Tui Airways and Norwegian both operate the Boeing Max 8 in the UK as part of their fleets.

“The UK Civil Aviation Authority has been closely monitoring the situation, however, as we do not currently have sufficient information from the flight data recorder we have, as a precautionary measure, issued instructions to stop any commercial passenger flights from any operator arriving, departing or overflying UK airspace,” a CAA statement said.

A Tui statement confirmed their 737 Max 8 aircraft were grounded following the CAA’s decision.

“Any customers due to fly home today on a 737 MAX 8 from their holiday will be flown back on another aircraft. Customers due to travel in the coming days will also travel on holiday as planned on other aircraft,” Tui said in a statement.

Most of the airlines that are still operating the aircraft type are based in the US, some of the operators issued statements saying they are comfortable with the aircraft, but travellers in other countries are apprehensive that the US airliners should not operate their aircraft to their destinations.

However, while the Nigerian Civil Aviation Authority (NCAA) had said earlier that the aircraft type was not in its registry, the regulatory authority on Tuesday issued a statement, saying that it would continue to observe to ensure the safety of air travellers in Nigeria.

This is in reaction to the anxiety expressed by Nigerians whether foreign airlines operating the aircraft would fly to Nigeria.

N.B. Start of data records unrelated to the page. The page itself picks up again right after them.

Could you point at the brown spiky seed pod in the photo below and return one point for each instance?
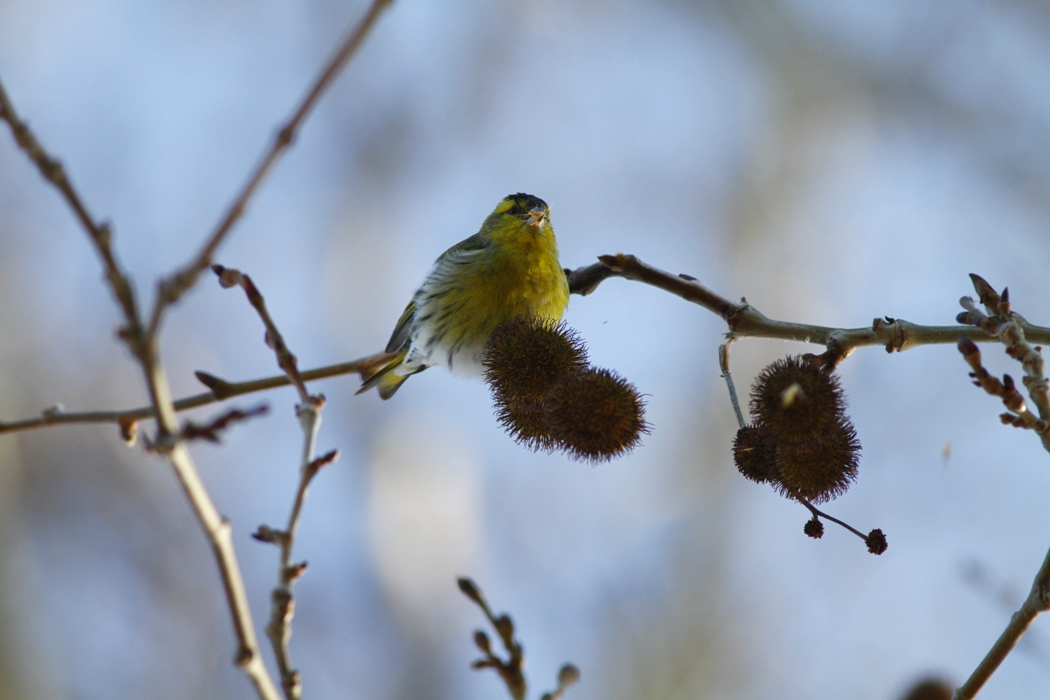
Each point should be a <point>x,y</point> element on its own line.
<point>754,452</point>
<point>524,359</point>
<point>596,415</point>
<point>876,542</point>
<point>814,528</point>
<point>527,356</point>
<point>796,399</point>
<point>822,468</point>
<point>527,423</point>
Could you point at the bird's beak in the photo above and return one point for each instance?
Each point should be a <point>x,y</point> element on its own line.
<point>536,217</point>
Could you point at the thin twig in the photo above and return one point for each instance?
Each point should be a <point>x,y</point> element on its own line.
<point>221,390</point>
<point>143,343</point>
<point>723,365</point>
<point>144,347</point>
<point>309,412</point>
<point>1037,601</point>
<point>744,320</point>
<point>170,290</point>
<point>100,234</point>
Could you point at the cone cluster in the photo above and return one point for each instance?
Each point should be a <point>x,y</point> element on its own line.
<point>548,397</point>
<point>801,442</point>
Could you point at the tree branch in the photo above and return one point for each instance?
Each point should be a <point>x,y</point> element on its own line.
<point>170,290</point>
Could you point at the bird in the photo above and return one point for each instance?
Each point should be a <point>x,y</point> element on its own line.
<point>506,270</point>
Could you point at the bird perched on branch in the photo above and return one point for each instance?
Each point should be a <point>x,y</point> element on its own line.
<point>506,270</point>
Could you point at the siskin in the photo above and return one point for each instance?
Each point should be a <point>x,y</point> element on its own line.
<point>506,270</point>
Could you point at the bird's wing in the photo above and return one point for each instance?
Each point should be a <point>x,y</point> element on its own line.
<point>464,251</point>
<point>400,334</point>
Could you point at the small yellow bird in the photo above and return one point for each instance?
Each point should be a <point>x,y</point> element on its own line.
<point>506,270</point>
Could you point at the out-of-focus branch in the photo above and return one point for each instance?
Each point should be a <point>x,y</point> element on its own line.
<point>219,390</point>
<point>171,289</point>
<point>143,341</point>
<point>999,322</point>
<point>100,234</point>
<point>309,412</point>
<point>1037,601</point>
<point>144,347</point>
<point>511,671</point>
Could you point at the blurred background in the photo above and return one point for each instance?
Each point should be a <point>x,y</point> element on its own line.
<point>832,162</point>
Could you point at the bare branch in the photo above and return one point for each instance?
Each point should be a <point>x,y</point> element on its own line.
<point>100,234</point>
<point>1037,601</point>
<point>221,390</point>
<point>170,290</point>
<point>744,320</point>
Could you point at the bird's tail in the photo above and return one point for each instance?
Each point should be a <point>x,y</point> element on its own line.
<point>391,377</point>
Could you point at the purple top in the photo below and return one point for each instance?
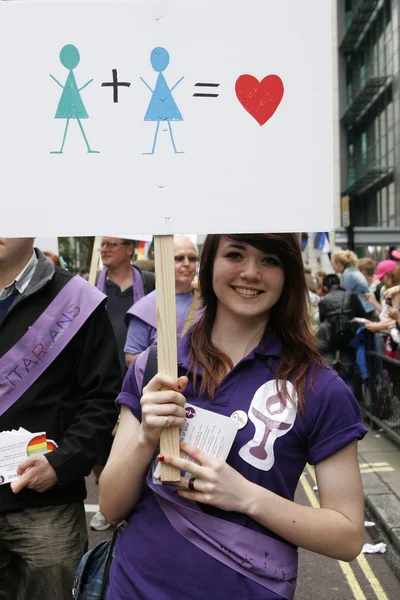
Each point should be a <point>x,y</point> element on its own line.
<point>142,327</point>
<point>152,559</point>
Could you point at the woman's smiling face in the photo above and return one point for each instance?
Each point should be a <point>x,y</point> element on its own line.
<point>246,281</point>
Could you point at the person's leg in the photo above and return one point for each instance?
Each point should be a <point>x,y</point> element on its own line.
<point>50,542</point>
<point>9,575</point>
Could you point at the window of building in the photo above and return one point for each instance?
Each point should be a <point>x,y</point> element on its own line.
<point>348,11</point>
<point>351,171</point>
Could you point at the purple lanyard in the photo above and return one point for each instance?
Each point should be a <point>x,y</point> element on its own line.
<point>138,287</point>
<point>27,360</point>
<point>265,560</point>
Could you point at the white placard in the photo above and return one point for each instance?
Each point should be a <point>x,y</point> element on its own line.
<point>47,244</point>
<point>257,150</point>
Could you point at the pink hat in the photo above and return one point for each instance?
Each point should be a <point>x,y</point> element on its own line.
<point>385,267</point>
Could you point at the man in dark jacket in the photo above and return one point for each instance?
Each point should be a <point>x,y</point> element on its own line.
<point>59,374</point>
<point>337,309</point>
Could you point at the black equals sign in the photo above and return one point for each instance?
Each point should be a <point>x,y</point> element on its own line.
<point>207,94</point>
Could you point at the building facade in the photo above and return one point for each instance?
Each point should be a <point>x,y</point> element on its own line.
<point>369,112</point>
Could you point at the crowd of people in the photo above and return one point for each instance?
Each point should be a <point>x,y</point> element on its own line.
<point>75,358</point>
<point>360,295</point>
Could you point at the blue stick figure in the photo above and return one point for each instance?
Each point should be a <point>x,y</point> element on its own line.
<point>71,105</point>
<point>162,105</point>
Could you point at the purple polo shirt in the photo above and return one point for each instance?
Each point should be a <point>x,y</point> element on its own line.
<point>141,331</point>
<point>152,560</point>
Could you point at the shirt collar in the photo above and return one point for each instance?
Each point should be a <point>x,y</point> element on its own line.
<point>22,280</point>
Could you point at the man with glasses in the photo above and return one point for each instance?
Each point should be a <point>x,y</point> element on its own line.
<point>141,318</point>
<point>124,285</point>
<point>59,374</point>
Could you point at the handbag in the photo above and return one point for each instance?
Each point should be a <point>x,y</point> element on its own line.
<point>92,574</point>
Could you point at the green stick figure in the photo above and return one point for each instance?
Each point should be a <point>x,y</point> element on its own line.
<point>71,105</point>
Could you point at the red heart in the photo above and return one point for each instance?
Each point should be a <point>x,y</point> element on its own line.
<point>260,99</point>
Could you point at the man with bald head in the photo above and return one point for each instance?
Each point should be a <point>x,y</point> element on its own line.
<point>59,375</point>
<point>141,318</point>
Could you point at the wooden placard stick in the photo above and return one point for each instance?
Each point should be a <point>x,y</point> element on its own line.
<point>94,263</point>
<point>166,339</point>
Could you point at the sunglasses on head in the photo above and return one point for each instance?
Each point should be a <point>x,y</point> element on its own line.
<point>112,245</point>
<point>181,258</point>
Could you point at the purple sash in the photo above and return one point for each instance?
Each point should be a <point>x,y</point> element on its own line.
<point>138,287</point>
<point>45,340</point>
<point>269,562</point>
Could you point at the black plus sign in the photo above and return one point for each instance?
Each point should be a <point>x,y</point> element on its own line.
<point>115,84</point>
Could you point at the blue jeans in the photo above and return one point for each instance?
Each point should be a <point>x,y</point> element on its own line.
<point>40,549</point>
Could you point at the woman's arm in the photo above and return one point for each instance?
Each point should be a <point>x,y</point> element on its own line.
<point>380,326</point>
<point>336,529</point>
<point>121,481</point>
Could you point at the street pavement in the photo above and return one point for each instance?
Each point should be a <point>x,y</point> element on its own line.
<point>369,577</point>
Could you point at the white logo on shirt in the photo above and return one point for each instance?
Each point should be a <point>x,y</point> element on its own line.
<point>273,416</point>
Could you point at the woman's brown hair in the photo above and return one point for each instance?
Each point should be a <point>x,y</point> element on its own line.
<point>289,317</point>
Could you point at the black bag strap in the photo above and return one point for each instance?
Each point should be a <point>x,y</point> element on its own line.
<point>151,366</point>
<point>149,281</point>
<point>106,575</point>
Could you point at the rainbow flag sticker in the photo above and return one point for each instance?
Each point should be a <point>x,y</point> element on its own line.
<point>37,445</point>
<point>51,445</point>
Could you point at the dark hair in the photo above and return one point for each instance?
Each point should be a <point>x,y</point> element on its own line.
<point>330,280</point>
<point>289,317</point>
<point>53,257</point>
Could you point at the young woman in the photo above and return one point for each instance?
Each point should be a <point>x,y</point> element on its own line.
<point>233,531</point>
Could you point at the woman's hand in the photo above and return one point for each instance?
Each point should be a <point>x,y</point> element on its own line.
<point>216,482</point>
<point>392,292</point>
<point>162,406</point>
<point>381,326</point>
<point>393,313</point>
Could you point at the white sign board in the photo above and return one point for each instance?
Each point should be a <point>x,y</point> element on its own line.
<point>163,117</point>
<point>47,244</point>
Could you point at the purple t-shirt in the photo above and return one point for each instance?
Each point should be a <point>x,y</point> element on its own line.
<point>142,334</point>
<point>152,560</point>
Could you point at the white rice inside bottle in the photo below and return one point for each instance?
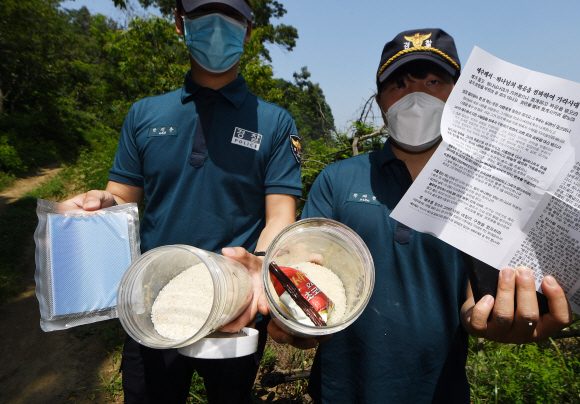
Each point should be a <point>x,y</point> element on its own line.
<point>183,305</point>
<point>328,282</point>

“The Nigerian Civil Aviation Authority (NCAA) has assured the flying public of their safety, stating that there is no cause for alarm. Presently, the accident aircraft type, Boeing 737 – Max 8 is not in operation in the country.

“However, the Authority, in line with its Safety Oversight mandate enshrined in the Civil Aviation Act 2006, is consciously monitoring the development(s) with a view to taking the necessary steps that will enhance the safety of all aircraft in operation within the Nigerian airspace.

“It would be recalled that an Ethiopian Airline B737 -Max 8 crashed on Sunday 10th March, 2019 killing all the souls on board after which the Airline and some other countries have grounded the accident aircraft type in their operations. This is to assure the public that NCAA will continue to ensure that safety regulations are strictly adhered to for the safety of all in Nigeria. Our heart is with the Airline and families of the victims of the accident,” NCAA said in statement signed by its spokesman, Sam Adurogboye.

Meanwhile, world’s second biggest aircraft manufacturer, Boeing announced late Monday that it would update flight control systems on its 737 Max 8 commercial jetliners after the plane was involved in two deadly accidents in the past five months.

According to The Washington Post, the move came hours after the US Federal Aviation Administration (FAA) issued an advisory mandating specific “design changes” no later than April 2019.

The report said that for months Boeing had faced harsh criticism from pilot groups, which took issue with a decision to update the plane’s flight controls without detailing the changes in pilot training.

“Boeing has been working closely with the Federal Aviation Administration (FAA) on development, planning and certification of the software enhancement, and it will be deployed across the 737 Max fleet in the coming weeks,” the company wrote. “The update also incorporates feedback received from our customers.”